Other characters are, sadly, none the better. Hy Pezho is your typical frustrated villain who abhors the fact that he is of no interest to women and wants to achieve greatness in order to finally win the hearts of the court ladies. The two Queens of the opposing sides appear to be little less than statues when it comes to their character – we don’t even get to know why exactly our party of ‘good guys’ follows one and not the other, since the only vague reason we get is somewhere along the lines of ‘ well, we’re used to being loyal’. Lady Anne is one of the rare brighter spots here and the only character who isn’t strictly black or white; she is shunned by society because of her noble husband’s imprisonment and must choose between loyalty and social life. Purane Es is half mindless, vengeful jerk and half romantic poet who is forced to obey his father’s wishes.
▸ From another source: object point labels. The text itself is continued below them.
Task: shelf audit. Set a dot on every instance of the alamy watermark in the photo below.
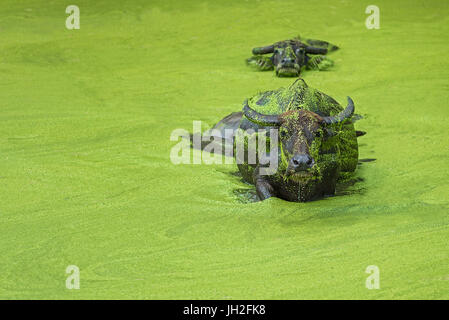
(373, 20)
(373, 280)
(73, 20)
(73, 280)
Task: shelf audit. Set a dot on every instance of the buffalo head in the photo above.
(288, 56)
(298, 129)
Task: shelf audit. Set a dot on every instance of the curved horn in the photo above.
(342, 116)
(263, 50)
(262, 119)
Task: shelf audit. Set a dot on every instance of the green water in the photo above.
(86, 178)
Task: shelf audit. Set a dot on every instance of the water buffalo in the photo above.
(290, 56)
(315, 142)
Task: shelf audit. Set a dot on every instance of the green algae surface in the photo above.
(86, 178)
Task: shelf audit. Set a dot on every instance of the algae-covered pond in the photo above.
(86, 178)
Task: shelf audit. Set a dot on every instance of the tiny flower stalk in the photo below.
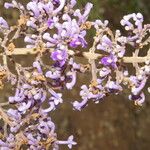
(59, 31)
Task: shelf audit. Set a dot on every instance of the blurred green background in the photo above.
(115, 123)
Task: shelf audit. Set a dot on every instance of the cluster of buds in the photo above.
(56, 28)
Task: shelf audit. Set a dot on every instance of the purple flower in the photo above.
(77, 42)
(49, 22)
(109, 61)
(3, 23)
(59, 56)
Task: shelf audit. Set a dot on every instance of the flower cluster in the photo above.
(57, 29)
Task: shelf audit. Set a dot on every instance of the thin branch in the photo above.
(87, 55)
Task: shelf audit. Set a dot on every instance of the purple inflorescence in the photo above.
(57, 29)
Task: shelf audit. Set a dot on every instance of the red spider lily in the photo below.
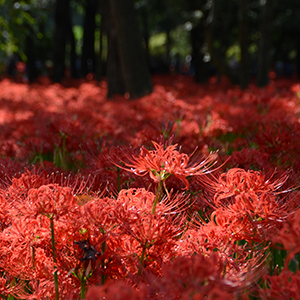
(163, 162)
(238, 181)
(289, 236)
(120, 290)
(283, 286)
(155, 236)
(195, 277)
(50, 200)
My almost-extinguished hopes rose when Purane-Es decided to win Lady Anne for himself and delivered the ‘you’re so special, I’ve never felt like this before’ speech – I was delighted with how evil, cunning and convincing he was. Imagine my disappointment when I found out that he was, in fact, being honest.
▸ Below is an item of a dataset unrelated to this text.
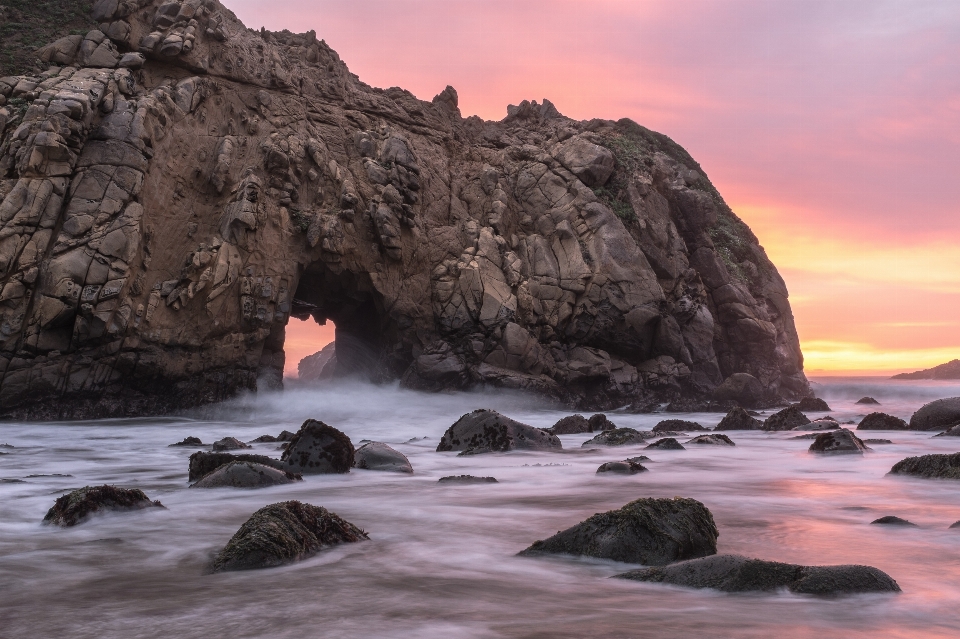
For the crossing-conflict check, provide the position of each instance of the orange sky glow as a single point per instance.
(831, 128)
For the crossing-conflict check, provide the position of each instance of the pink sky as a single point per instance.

At that moment, I put "Midwinter" down for a week. I can’t describe how disappointed I felt – I kept hoping that all those little mysteries will be solved, that the questions will get answered and things like Gifts will get explained, but as I neared the ending, I saw that this was not the case. When I finally decided to pick "Midwinter" up again, I saw that it would be better if I left it unread – the conclusion is the lowest point of the book, not because it were badly written but because it is the end of all hopes that Midwinter’s potential will be put to good use. The party almost trips over the quest’s objective, but we still don’t get to know what good the quest actually was. The aforementioned Gifts and re energy are only mentioned once or twice after the beginning, the humour is completely gone after the first third and it is painfully obvious that things like Silverdun‘s transformation and the human settlement subplot were meant to have a purpose which was then lost in the process.
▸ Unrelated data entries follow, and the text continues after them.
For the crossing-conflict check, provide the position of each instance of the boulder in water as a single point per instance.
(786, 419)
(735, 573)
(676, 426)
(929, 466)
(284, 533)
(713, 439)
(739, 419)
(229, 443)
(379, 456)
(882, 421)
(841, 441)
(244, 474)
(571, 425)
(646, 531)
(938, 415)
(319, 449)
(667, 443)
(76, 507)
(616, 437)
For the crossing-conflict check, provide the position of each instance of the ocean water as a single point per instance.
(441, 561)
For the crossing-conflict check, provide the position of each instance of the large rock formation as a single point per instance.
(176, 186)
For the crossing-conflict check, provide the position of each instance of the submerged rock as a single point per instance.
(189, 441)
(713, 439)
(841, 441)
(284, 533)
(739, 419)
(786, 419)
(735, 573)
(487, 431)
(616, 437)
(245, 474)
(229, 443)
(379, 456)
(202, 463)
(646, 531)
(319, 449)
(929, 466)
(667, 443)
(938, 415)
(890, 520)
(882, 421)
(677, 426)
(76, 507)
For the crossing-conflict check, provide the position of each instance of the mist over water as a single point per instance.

This might sound a little harsh, but I was reminded of the time when I was 14 and trying to write a ‘book’. I had lots and lots of ideas (not terribly innovative ones, but still), but I just piled them all up and then filled the holes with random stuff. When I look at that text now, I see a few good ideas, some unused potential and a lot of useless junk. "Midwinter" is pretty similar in that aspect – piled up ideas, lots of fillers and a potential to be something much, much better. For now, though, "Midwinter" is more of a raw draft than anything else, and will leave a bad taste, regardless of how good the sequels are, but they can push the trilogy onto an average level and maybe even past that if they return to the style of Midwinter’s first third. If it weren’t for the latter, "Midwinter" would be a total waste of time.
~ Trin ~


ediFanoB said...

When I saw the cover and read the blurb I was intrigued. Fortunately I got th opportunity to read several reviews including yours which is a good one.
Now I know why I didn't add the book to my list.

ThRiNiDiR said...

Thanks for dropping by ediFanoB, and for taking our opinion into consideration when picking up books, that's why we are doing this anyway :).

The Mad Hatter said...

I enjoyed Midwinter a lot and actually thought the last 3rd was the most rushed part, especially the ending. But over all it was a solid read and I'll check out the next volume.